Und gleichermaßen erforderlich und angemessen ist die Androhung empfindlicher Geldbußen für Hundehalter, die gegen Vorschriften des Gesetzes verstoßen.
Betroffene, geschädigte und bedrohte Familien, Kinder und Erwachsene sind zu Recht daran interessiert, dass sie vor Angriffen gefährlicher Tiere wirksam geschützt werden. Dies geschieht mit dem In-KraftTreten des Gesetzes. Auch ich freue mich auf die Ausschussberatungen, im Rahmen derer wir insbesondere die von Herrn Garg aufgeworfenen Fragen zu klären versuchen.
Zu einem Kurzbeitrag nach § 56 Abs. 4 der Geschäftsordnung erteile ich Kollegen Matthiessen das Wort.

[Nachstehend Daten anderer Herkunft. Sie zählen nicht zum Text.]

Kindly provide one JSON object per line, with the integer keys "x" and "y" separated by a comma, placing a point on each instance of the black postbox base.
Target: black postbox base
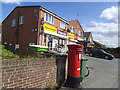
{"x": 73, "y": 82}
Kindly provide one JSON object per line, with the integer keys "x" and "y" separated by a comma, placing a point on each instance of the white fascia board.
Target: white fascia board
{"x": 47, "y": 32}
{"x": 73, "y": 40}
{"x": 54, "y": 15}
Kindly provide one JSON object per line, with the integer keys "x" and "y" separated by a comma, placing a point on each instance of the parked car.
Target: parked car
{"x": 100, "y": 53}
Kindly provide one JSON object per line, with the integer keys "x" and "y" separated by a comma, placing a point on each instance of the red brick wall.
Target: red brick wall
{"x": 28, "y": 74}
{"x": 26, "y": 35}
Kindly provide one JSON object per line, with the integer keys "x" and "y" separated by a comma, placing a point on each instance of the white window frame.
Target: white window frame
{"x": 62, "y": 25}
{"x": 13, "y": 23}
{"x": 50, "y": 18}
{"x": 72, "y": 29}
{"x": 21, "y": 20}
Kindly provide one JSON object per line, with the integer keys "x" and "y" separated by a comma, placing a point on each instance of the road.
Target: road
{"x": 103, "y": 73}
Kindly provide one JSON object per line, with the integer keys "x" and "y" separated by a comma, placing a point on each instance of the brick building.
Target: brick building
{"x": 35, "y": 25}
{"x": 0, "y": 32}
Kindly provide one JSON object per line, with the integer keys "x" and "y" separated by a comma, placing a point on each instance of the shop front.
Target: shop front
{"x": 54, "y": 38}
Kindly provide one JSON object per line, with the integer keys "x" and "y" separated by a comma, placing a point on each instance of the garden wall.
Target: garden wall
{"x": 38, "y": 73}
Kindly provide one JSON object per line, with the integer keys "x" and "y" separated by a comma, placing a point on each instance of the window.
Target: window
{"x": 49, "y": 18}
{"x": 72, "y": 29}
{"x": 63, "y": 25}
{"x": 21, "y": 20}
{"x": 80, "y": 33}
{"x": 13, "y": 22}
{"x": 85, "y": 38}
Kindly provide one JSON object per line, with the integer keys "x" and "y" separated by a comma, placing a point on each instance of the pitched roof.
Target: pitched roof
{"x": 87, "y": 34}
{"x": 42, "y": 8}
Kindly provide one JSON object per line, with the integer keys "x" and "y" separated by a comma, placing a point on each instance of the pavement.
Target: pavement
{"x": 103, "y": 73}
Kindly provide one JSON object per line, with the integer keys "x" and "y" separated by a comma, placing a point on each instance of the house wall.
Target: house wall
{"x": 26, "y": 35}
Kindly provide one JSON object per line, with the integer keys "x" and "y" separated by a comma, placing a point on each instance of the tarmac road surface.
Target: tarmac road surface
{"x": 103, "y": 73}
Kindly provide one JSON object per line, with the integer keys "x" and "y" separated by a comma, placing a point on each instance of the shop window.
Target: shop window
{"x": 63, "y": 25}
{"x": 13, "y": 22}
{"x": 49, "y": 18}
{"x": 21, "y": 20}
{"x": 72, "y": 29}
{"x": 80, "y": 33}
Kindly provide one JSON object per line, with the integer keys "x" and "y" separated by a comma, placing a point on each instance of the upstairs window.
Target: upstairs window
{"x": 21, "y": 20}
{"x": 49, "y": 18}
{"x": 13, "y": 22}
{"x": 63, "y": 25}
{"x": 80, "y": 33}
{"x": 72, "y": 29}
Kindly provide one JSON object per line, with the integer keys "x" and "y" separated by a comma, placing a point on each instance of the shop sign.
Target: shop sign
{"x": 75, "y": 37}
{"x": 60, "y": 32}
{"x": 70, "y": 35}
{"x": 49, "y": 28}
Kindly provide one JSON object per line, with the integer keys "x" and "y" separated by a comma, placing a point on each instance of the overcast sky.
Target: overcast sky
{"x": 100, "y": 18}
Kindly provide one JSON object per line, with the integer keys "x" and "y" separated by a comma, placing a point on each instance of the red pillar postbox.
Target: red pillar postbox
{"x": 74, "y": 64}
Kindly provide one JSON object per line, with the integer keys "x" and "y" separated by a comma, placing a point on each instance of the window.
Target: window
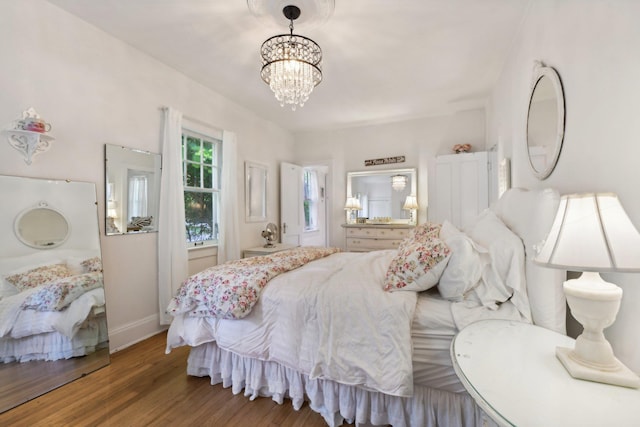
{"x": 310, "y": 200}
{"x": 201, "y": 162}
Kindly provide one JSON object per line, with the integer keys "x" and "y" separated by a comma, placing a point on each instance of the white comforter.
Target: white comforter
{"x": 324, "y": 320}
{"x": 18, "y": 323}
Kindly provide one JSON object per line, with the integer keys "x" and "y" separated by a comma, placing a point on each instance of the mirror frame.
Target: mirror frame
{"x": 541, "y": 72}
{"x": 40, "y": 206}
{"x": 77, "y": 202}
{"x": 255, "y": 191}
{"x": 121, "y": 204}
{"x": 412, "y": 172}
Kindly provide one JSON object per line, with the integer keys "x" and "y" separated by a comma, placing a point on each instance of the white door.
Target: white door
{"x": 462, "y": 190}
{"x": 291, "y": 204}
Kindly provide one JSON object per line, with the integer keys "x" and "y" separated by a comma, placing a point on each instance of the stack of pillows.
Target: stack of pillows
{"x": 483, "y": 266}
{"x": 53, "y": 286}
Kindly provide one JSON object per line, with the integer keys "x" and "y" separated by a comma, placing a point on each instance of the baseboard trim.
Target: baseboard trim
{"x": 134, "y": 332}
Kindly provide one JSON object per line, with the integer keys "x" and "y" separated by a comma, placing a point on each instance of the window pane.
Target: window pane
{"x": 207, "y": 176}
{"x": 201, "y": 212}
{"x": 193, "y": 149}
{"x": 207, "y": 152}
{"x": 193, "y": 175}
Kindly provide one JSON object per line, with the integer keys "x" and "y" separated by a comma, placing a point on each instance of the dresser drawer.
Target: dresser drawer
{"x": 378, "y": 233}
{"x": 359, "y": 244}
{"x": 392, "y": 233}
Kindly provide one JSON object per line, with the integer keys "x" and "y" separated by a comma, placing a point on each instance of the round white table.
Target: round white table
{"x": 511, "y": 370}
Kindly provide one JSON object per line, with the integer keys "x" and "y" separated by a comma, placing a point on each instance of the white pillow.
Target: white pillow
{"x": 529, "y": 214}
{"x": 504, "y": 277}
{"x": 418, "y": 265}
{"x": 465, "y": 267}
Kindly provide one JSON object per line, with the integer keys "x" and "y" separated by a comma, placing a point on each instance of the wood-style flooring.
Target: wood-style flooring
{"x": 144, "y": 387}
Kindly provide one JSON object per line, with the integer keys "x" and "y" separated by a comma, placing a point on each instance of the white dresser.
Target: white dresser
{"x": 372, "y": 237}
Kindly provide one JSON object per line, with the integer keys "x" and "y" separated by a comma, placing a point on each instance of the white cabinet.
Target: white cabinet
{"x": 461, "y": 188}
{"x": 372, "y": 237}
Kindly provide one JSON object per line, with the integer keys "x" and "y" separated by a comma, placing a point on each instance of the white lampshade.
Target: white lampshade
{"x": 398, "y": 182}
{"x": 352, "y": 204}
{"x": 411, "y": 202}
{"x": 591, "y": 232}
{"x": 112, "y": 209}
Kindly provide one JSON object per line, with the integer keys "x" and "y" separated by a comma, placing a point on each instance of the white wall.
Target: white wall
{"x": 95, "y": 89}
{"x": 418, "y": 140}
{"x": 594, "y": 47}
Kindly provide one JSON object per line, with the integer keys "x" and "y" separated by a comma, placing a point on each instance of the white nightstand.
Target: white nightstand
{"x": 511, "y": 370}
{"x": 261, "y": 250}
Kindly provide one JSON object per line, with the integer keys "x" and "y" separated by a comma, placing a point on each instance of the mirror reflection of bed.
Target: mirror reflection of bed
{"x": 52, "y": 312}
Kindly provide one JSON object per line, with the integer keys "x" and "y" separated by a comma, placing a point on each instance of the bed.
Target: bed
{"x": 52, "y": 306}
{"x": 364, "y": 337}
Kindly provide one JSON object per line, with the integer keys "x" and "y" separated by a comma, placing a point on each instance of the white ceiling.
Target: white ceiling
{"x": 384, "y": 60}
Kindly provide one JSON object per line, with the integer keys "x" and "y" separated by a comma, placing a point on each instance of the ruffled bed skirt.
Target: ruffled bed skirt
{"x": 336, "y": 402}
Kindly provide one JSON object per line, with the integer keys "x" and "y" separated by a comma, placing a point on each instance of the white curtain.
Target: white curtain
{"x": 138, "y": 196}
{"x": 173, "y": 258}
{"x": 229, "y": 242}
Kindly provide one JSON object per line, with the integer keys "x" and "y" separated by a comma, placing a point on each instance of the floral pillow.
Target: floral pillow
{"x": 425, "y": 231}
{"x": 57, "y": 295}
{"x": 38, "y": 276}
{"x": 417, "y": 266}
{"x": 92, "y": 264}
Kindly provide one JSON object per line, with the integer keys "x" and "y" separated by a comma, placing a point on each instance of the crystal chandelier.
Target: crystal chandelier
{"x": 291, "y": 64}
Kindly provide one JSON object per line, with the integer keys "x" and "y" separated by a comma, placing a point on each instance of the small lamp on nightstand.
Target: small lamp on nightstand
{"x": 352, "y": 205}
{"x": 592, "y": 233}
{"x": 112, "y": 215}
{"x": 411, "y": 205}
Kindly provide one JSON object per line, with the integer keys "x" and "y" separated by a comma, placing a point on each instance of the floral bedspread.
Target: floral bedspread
{"x": 230, "y": 290}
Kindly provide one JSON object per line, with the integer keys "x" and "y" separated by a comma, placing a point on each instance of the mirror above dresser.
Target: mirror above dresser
{"x": 381, "y": 208}
{"x": 382, "y": 196}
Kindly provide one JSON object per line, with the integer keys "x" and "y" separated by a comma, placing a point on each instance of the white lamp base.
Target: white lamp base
{"x": 594, "y": 303}
{"x": 620, "y": 375}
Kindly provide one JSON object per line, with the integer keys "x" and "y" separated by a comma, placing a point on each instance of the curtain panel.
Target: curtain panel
{"x": 173, "y": 259}
{"x": 229, "y": 244}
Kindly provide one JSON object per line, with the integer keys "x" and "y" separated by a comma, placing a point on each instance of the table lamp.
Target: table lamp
{"x": 352, "y": 204}
{"x": 411, "y": 205}
{"x": 592, "y": 233}
{"x": 112, "y": 215}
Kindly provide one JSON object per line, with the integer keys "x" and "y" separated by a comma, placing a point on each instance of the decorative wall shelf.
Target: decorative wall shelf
{"x": 29, "y": 143}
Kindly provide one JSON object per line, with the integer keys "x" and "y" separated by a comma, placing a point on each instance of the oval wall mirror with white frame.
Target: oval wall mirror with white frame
{"x": 545, "y": 121}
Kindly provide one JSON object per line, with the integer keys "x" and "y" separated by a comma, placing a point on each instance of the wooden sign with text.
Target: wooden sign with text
{"x": 384, "y": 161}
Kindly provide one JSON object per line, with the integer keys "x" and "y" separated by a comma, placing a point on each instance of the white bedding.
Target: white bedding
{"x": 324, "y": 320}
{"x": 438, "y": 397}
{"x": 17, "y": 323}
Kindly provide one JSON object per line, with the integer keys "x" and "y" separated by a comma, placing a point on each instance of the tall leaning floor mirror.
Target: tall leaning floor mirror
{"x": 53, "y": 326}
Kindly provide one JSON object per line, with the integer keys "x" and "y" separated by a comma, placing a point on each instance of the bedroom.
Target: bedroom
{"x": 112, "y": 99}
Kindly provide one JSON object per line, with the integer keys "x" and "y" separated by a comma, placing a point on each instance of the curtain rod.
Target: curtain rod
{"x": 196, "y": 121}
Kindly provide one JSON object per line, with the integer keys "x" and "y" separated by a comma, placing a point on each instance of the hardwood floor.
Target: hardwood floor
{"x": 144, "y": 387}
{"x": 20, "y": 382}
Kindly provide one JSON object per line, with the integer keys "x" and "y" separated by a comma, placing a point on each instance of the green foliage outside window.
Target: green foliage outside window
{"x": 201, "y": 180}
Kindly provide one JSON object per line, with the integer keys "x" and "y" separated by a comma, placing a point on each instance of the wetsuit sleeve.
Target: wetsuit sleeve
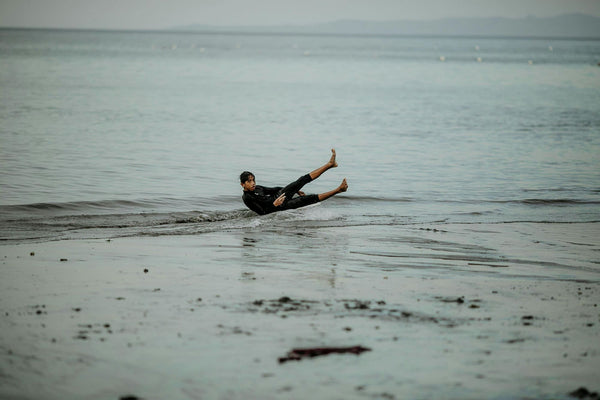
{"x": 254, "y": 205}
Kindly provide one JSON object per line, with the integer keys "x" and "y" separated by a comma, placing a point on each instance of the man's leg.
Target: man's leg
{"x": 331, "y": 164}
{"x": 293, "y": 188}
{"x": 342, "y": 188}
{"x": 302, "y": 201}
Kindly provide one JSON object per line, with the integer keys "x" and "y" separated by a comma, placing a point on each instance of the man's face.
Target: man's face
{"x": 249, "y": 184}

Herr Präsident! Ich möchte zwei kurze Bemerkungen vor allen Dingen in Richtung FDP machen, weil diese als Kritik an dem Landesgesetzentwurf äußerte, er enthalte unbestimmte Rechtsbegriffe, die schwer justiziabel seien. Ich sehe darin geradezu einen Erfolg und einen Fortschritt. Wie wollen Sie sonst den Sachverhalt unterhalb der Schwelle des Beißens ausdrücken?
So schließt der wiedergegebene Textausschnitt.